We do quite a bit of work with web proxy vendors, load balancing multiple web filters/proxies with our appliances and our customers have requested a way of health checking through the proxy when they have NTLM authentication enabled. Always happy to help where we can, I have created a script that will retrieve a web page via your proxy (logging in first of course) if it retrieves it successfully then the program exits with a code 0, if it fails it exits with a code 1. Simple!

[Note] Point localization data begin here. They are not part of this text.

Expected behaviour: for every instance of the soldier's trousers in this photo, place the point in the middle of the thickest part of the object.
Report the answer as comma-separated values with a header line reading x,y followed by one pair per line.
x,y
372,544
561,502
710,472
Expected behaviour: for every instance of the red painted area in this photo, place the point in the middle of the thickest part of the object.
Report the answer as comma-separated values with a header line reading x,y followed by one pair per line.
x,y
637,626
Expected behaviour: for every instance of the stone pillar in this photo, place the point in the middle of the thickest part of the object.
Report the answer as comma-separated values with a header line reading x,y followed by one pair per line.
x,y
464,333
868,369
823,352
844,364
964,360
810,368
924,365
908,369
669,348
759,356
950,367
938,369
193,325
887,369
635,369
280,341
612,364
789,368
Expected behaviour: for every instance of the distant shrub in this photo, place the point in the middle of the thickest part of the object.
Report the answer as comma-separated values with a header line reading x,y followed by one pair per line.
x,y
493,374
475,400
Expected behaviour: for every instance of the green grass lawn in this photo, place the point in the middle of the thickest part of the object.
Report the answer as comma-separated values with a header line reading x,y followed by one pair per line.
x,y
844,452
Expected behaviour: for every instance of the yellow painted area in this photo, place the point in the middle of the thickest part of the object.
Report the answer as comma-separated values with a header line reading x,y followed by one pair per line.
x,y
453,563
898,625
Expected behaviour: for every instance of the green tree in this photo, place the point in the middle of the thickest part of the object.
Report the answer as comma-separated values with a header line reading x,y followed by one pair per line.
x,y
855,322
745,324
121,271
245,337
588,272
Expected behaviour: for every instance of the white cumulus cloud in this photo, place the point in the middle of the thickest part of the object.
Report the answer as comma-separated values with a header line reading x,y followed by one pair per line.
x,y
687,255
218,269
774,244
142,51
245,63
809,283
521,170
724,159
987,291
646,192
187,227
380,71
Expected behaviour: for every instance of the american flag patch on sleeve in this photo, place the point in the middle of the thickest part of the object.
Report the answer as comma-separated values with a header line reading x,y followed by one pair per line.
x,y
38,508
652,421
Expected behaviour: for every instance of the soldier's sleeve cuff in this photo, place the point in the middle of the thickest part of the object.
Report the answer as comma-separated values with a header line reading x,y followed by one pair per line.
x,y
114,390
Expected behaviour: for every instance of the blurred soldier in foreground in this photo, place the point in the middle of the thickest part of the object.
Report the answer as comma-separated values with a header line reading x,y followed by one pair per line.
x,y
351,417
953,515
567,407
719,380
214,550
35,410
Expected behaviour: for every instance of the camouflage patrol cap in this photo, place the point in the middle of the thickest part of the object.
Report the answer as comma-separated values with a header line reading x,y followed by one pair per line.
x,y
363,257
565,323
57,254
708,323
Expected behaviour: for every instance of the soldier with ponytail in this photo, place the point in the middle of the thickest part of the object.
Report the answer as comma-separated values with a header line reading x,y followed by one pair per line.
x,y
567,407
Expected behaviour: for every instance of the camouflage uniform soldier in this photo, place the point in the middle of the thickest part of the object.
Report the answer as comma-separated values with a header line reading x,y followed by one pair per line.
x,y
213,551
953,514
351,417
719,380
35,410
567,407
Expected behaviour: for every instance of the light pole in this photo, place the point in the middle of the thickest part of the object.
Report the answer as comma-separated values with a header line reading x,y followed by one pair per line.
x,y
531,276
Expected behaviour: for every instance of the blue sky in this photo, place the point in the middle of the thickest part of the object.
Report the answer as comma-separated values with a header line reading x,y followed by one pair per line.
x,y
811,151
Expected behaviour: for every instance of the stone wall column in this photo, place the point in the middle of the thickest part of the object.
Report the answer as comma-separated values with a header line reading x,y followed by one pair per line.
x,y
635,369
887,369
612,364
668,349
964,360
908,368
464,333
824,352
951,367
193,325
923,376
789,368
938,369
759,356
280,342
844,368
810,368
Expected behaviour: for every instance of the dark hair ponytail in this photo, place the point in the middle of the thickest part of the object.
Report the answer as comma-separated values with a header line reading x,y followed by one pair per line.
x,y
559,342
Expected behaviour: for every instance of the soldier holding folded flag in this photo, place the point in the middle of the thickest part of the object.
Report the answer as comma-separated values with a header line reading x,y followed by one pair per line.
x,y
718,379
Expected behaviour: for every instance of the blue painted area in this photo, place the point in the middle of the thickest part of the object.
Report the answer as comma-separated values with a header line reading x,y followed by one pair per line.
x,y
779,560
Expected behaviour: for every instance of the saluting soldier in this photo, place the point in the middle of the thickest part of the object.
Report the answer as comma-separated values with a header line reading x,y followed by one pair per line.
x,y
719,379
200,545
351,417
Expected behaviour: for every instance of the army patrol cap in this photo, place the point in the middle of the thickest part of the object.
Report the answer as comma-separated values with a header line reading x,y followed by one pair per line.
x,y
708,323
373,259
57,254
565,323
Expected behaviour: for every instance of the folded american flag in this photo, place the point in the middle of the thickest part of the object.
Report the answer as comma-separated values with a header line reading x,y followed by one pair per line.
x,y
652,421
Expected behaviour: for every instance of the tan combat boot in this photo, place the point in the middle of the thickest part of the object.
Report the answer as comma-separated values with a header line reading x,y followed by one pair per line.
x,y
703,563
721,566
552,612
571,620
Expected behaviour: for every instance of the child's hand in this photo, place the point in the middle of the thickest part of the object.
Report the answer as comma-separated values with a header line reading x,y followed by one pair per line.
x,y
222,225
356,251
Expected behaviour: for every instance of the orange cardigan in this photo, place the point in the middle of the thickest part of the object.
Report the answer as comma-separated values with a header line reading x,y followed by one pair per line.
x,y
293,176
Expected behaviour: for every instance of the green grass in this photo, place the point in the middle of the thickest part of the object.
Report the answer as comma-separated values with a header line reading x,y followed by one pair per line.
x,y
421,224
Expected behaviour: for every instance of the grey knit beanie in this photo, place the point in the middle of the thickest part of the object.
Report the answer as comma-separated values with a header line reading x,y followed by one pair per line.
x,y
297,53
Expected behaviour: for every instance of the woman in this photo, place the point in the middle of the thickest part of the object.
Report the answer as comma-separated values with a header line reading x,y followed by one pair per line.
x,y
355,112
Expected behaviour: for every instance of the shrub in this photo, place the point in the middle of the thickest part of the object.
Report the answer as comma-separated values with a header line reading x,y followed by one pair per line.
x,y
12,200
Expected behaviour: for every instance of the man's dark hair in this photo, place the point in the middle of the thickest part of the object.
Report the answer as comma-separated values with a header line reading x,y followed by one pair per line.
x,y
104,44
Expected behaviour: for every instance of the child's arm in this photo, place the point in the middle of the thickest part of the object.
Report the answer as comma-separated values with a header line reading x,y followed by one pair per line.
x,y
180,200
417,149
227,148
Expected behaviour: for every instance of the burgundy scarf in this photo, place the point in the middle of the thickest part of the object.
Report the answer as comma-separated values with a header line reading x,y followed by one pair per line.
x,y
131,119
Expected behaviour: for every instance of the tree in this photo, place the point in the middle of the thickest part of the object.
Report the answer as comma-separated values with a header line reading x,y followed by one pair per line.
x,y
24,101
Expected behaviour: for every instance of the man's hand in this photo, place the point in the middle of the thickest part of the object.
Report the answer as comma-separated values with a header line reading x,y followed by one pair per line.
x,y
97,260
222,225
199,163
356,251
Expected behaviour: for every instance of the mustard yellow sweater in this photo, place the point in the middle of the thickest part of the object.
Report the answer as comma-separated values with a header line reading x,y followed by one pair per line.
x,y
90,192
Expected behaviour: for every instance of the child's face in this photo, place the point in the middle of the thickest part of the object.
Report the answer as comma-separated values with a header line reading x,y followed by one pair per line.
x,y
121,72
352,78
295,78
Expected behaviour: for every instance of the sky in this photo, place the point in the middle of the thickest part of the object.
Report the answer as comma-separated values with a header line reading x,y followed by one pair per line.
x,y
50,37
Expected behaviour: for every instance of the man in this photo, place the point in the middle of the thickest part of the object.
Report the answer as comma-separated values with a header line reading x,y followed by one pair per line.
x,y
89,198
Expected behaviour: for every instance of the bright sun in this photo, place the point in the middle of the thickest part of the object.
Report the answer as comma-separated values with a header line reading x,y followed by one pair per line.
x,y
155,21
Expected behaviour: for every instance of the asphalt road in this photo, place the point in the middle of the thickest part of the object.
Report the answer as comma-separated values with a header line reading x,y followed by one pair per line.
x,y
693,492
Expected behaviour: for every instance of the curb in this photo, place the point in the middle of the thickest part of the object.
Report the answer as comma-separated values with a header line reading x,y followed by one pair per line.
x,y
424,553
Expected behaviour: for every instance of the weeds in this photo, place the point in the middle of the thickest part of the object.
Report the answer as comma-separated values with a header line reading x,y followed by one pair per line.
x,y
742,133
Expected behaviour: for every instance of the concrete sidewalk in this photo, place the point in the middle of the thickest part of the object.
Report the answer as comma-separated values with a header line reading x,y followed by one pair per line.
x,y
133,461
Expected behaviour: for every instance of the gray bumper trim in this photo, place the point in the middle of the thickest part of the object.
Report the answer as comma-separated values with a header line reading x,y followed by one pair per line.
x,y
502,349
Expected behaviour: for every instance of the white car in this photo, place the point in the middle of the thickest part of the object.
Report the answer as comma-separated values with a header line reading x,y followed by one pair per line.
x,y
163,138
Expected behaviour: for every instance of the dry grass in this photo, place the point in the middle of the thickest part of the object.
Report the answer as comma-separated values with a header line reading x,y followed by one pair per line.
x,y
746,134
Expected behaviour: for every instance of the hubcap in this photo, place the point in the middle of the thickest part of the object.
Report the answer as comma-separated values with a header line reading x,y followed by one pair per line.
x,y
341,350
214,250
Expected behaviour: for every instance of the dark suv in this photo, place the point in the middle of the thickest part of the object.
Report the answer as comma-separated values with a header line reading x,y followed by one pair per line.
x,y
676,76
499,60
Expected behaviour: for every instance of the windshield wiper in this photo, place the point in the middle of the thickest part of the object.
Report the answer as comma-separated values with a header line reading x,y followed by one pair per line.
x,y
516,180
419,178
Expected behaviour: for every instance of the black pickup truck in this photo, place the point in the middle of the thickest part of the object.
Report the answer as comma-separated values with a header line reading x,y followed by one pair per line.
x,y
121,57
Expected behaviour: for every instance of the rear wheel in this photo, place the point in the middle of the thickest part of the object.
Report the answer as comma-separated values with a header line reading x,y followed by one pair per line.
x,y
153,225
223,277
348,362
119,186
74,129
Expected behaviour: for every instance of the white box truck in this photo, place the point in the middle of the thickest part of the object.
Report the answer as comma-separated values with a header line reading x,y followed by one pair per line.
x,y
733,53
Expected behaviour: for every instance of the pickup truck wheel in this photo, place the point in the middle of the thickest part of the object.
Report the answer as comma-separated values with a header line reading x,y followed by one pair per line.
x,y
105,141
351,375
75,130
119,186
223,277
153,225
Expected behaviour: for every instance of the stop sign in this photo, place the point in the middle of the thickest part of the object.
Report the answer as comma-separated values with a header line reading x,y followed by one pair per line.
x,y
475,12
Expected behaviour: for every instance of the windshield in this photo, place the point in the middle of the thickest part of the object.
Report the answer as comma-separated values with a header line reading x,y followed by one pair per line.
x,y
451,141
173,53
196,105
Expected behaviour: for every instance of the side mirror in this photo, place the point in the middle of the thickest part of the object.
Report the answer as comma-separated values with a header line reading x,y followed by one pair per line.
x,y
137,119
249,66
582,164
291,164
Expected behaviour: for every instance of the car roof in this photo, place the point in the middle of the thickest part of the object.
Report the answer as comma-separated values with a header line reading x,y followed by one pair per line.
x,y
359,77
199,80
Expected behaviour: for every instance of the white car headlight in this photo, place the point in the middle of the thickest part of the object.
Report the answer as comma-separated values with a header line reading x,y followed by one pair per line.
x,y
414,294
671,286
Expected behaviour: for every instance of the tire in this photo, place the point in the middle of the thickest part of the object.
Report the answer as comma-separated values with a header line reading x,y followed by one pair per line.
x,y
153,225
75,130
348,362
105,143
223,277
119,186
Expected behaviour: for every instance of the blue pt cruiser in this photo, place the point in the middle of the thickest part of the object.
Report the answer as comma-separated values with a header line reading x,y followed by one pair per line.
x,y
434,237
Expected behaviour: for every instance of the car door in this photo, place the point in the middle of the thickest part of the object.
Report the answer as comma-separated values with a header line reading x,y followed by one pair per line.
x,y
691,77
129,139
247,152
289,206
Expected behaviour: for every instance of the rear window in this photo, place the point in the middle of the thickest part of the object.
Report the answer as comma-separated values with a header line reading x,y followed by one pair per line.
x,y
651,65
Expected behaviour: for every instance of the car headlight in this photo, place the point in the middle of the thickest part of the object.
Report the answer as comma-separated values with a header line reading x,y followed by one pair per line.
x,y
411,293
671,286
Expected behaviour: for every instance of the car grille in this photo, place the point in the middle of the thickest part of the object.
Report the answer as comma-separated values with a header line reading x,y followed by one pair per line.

This script was designed primarily to be tied into Ldirectord but feel free to adapt it to your needs, and if you do make changes dont be a stranger post your adaptations below!
I wrote it in bash as we weren't sure it was even possible (always good to start simple) but if it becomes a permanent option in our loadbalancer I might have another crack at it and use something like python and make the script a bit more robust, which I will of course add to this blog entry.
Right onto the good bit - Our tests were run on a 2003 domain with a popular web filter (probably best not to mention the name of the company as im about to be mean). Why did you not test with a 2008 domain controller I hear you ask??? We used an entire day testing with 2008 trying everything we could think of to get the NTLM authentication working via the proxy but to no avail. Things were thrown, puppies threatened and Im pretty sure our windows engineer was about to go on a killing spree at one point. What exasperated the issue was that unlike our loadbalancer we didnt have root access to the appliance so we couldnt check anything and there were NO LOGFILES viewable from the user interface so it was literally a process of trial and error until we found the solution. NO LOGFILES!!!! WHO LIVES LIKE THAT!!!!!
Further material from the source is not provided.